Using the official SwiftTranscriptionSampleApp from WWDC 2025, speech transcription takes 14+ seconds from audio input to first result, making it unusable for real-time applications.
Environment
- iOS: 26.0 Beta
- Xcode: Beta 5
- Device: iPhone 16 pro
- Sample App: Official Apple SwiftTranscriptionSampleApp from WWDC 2025
Configuration Tested
- Locale:
en-US
(properly allocated withAssetInventory.allocate(locale:)
) andes-ES
- Setup: All optimizations applied (preheating, high priority, model retention)
I started testing in my own app to replace SFSpeech API and include speech detection but after long fights with documentation (this part is quite terrible TBH) I tested the example (https://developer.apple.com/documentation/speech/bringing-advanced-speech-to-text-capabilities-to-your-app) and saw same results.
I added some logs to check the specific time:
🎙️ [20:30:41.532] ✅ Analyzer started successfully - ready to receive audio!

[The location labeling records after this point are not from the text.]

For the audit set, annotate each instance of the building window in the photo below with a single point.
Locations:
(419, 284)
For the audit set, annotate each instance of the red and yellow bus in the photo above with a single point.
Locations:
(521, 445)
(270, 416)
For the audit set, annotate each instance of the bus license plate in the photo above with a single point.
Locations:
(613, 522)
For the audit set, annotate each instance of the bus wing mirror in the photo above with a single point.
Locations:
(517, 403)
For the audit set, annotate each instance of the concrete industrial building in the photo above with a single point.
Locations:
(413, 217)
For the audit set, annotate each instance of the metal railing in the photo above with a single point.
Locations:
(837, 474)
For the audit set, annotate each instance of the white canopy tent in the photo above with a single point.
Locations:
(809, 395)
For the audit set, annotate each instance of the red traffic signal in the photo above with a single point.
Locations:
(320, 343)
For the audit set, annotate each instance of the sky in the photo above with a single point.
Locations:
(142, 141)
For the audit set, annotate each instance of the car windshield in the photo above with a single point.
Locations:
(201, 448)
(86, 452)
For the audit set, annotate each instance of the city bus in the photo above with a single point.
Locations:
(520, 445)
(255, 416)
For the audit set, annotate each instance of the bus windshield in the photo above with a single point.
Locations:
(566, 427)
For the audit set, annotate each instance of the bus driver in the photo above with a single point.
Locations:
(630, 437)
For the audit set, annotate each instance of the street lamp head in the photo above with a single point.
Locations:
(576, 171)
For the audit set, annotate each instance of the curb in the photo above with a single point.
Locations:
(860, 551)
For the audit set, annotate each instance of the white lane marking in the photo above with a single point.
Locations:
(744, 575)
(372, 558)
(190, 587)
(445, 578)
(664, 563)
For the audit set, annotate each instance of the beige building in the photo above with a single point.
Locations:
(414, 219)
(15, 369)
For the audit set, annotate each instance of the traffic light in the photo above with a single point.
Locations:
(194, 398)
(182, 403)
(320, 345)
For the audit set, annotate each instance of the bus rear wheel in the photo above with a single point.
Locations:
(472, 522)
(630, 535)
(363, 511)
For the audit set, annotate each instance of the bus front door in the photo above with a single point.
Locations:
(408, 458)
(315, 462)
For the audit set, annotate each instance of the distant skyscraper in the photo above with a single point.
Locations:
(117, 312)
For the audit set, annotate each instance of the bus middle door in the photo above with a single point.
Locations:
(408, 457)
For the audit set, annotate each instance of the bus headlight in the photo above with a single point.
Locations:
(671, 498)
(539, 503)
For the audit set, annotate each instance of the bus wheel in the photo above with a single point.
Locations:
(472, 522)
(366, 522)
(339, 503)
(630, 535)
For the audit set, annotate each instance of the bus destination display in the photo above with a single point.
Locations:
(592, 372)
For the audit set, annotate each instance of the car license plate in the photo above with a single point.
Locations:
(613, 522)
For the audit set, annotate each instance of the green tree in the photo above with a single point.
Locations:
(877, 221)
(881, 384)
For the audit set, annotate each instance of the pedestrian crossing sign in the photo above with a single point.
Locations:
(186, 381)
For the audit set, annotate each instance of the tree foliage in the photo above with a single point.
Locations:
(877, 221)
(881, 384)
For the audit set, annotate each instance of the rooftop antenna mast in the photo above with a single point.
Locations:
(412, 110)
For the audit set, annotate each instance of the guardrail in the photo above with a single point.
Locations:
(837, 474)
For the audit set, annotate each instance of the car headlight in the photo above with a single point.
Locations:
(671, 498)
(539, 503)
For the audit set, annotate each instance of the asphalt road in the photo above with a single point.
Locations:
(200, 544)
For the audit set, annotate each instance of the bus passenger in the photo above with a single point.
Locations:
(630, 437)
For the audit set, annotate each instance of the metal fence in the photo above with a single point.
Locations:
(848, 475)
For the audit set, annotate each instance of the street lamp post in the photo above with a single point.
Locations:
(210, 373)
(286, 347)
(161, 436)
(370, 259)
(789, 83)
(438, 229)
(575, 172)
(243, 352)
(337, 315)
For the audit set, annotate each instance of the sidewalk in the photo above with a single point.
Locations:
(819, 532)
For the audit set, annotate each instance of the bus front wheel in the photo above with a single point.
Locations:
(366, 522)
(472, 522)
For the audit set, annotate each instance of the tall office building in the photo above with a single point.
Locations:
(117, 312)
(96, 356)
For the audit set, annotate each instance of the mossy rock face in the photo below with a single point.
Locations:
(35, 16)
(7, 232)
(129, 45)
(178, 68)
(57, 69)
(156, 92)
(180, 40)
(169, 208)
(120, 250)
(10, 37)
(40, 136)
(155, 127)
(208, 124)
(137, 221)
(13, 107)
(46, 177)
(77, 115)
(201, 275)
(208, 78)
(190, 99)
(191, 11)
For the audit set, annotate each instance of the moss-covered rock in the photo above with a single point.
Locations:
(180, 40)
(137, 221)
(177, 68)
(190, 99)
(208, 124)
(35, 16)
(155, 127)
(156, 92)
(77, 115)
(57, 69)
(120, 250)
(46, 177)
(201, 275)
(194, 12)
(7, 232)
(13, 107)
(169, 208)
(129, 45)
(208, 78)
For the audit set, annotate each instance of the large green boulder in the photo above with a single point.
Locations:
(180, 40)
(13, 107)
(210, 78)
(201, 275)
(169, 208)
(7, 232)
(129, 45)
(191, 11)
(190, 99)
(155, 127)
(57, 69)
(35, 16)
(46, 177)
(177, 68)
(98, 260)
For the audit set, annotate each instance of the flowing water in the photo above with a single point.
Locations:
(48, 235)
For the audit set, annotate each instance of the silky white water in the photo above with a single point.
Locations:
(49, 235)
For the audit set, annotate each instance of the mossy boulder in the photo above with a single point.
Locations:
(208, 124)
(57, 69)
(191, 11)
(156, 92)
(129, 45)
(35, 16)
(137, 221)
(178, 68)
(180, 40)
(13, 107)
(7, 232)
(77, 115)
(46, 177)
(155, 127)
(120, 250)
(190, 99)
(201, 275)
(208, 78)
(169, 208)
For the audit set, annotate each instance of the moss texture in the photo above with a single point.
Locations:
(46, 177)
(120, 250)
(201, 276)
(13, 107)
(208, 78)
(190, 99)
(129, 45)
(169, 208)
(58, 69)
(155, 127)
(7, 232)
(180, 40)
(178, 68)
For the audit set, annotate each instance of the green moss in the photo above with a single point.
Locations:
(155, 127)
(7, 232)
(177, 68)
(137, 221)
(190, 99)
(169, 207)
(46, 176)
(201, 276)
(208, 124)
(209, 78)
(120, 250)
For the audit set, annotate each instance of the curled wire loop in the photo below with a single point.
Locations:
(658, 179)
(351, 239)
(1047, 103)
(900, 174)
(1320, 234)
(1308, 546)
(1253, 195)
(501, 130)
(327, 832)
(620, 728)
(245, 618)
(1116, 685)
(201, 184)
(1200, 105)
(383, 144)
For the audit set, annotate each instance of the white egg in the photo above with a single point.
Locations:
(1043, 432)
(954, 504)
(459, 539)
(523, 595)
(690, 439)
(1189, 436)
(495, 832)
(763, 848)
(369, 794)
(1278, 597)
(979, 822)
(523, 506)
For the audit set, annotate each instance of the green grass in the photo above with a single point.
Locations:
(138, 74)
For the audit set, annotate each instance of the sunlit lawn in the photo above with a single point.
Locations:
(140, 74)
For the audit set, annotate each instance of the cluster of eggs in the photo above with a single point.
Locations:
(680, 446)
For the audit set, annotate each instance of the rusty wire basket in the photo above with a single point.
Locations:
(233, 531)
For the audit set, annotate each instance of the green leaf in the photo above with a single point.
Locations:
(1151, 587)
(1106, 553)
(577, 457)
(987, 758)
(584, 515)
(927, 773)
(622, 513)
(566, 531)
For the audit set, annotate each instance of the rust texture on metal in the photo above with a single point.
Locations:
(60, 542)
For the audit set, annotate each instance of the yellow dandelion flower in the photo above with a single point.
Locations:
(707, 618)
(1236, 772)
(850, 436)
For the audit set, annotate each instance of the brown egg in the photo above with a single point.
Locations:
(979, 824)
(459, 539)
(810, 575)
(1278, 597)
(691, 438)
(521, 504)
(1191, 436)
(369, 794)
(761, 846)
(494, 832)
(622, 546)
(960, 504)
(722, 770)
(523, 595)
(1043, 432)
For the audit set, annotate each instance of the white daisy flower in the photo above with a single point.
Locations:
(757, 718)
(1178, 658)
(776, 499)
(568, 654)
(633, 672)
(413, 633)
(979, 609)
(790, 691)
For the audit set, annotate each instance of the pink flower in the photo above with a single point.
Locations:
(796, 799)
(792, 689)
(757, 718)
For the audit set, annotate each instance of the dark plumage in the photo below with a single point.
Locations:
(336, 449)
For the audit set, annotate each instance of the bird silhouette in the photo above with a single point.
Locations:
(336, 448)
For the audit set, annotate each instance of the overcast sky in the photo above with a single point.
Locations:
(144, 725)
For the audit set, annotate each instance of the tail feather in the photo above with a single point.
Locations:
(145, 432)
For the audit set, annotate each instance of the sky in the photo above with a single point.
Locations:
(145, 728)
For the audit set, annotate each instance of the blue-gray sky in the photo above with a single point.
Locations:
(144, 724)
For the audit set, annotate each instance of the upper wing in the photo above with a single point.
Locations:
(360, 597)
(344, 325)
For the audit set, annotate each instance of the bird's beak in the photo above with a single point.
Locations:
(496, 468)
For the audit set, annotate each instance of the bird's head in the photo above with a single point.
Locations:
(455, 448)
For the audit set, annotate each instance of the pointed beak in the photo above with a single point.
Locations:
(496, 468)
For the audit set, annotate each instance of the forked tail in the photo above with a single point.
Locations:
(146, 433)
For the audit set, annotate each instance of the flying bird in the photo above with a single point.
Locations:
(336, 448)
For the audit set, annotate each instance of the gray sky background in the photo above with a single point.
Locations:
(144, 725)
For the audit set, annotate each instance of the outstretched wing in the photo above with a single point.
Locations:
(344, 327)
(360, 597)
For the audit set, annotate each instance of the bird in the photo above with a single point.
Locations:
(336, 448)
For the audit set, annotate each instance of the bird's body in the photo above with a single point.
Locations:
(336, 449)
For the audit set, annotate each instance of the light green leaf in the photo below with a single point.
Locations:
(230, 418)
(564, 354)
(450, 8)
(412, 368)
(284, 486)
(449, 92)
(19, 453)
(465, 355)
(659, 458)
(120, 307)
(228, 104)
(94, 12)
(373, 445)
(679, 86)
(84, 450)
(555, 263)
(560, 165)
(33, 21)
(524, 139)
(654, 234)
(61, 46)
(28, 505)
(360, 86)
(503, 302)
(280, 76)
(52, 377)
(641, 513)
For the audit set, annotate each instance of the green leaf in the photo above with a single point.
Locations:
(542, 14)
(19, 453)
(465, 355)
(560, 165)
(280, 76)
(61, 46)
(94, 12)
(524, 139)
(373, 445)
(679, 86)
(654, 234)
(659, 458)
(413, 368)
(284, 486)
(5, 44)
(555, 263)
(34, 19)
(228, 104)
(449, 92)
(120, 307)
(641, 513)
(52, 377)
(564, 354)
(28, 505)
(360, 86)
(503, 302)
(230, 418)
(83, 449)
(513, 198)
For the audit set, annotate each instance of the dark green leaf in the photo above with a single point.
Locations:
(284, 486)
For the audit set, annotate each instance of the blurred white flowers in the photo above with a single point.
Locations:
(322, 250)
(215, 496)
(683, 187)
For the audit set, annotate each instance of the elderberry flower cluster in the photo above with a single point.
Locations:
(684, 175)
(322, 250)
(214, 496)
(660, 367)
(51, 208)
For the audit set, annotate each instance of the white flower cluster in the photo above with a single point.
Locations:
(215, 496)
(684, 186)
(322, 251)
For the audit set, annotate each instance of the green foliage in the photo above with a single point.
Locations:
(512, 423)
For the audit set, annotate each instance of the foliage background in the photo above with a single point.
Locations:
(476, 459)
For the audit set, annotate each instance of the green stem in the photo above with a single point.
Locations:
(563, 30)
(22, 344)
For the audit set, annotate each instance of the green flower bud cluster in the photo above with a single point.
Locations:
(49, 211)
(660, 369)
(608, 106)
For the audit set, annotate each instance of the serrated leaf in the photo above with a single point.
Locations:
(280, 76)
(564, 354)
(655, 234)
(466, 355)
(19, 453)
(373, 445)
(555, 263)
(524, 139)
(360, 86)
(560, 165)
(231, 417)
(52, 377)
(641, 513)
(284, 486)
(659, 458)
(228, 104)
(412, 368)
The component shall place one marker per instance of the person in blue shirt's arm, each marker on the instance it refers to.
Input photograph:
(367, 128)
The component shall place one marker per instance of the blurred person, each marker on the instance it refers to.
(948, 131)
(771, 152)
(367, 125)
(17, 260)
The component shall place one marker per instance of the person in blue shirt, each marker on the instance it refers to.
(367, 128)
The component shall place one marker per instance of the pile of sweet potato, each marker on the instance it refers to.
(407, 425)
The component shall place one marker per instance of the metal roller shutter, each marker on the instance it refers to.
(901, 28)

🎙️ [20:30:41.532] Listening for transcription results...
🎙️ [20:30:56.342] 🚀 FIRST TRANSCRIPTION RESULT after 14.810s: 'Hello' (isFinal: false)
Questions
- Is this expected performance for iOS 26 Beta, because old SFSpeech is far faster?
- Are there additional optimization steps for SpeechTranscriber?
- Should we expect significant performance improvements in later betas?